Het American Gastroenterologic Association Institute heeft een gids ontwikkeld voor de behandeling van acute pancreatitis., Bovendien, ze er rekening mee dat bij de beoordeling van DIP, overwegen Recept, over-the-counter, en kruidenproducten, ook.7 Pancreatitis kan optreden met bepaalde medicijnen of medicijnklassen, sommige vaker dan anderen.
overweeg een DIP in de differentiële diagnose van patiënten die epigastrische pijn vertonen of ontwikkelen.
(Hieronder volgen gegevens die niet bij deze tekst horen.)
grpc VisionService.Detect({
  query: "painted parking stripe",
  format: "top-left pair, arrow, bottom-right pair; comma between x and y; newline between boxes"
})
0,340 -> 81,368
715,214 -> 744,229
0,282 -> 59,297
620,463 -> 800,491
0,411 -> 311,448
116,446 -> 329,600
Ondervraag alle patiënten met acute pancreatitis over hun medicijngebruik als mogelijke oorzaak voor de ziekte. Beoordeling van amylase / lipase zal helpen bij de diagnose., Om verder compromis te voorkomen in gevallen waarin DIP wordt vermoed, houdt u het gewraakte middel vast (en vervang het indien mogelijk) om verdere episodes te verminderen. TH
Michele B Kaufman is een freelance medisch schrijver gevestigd in New York City.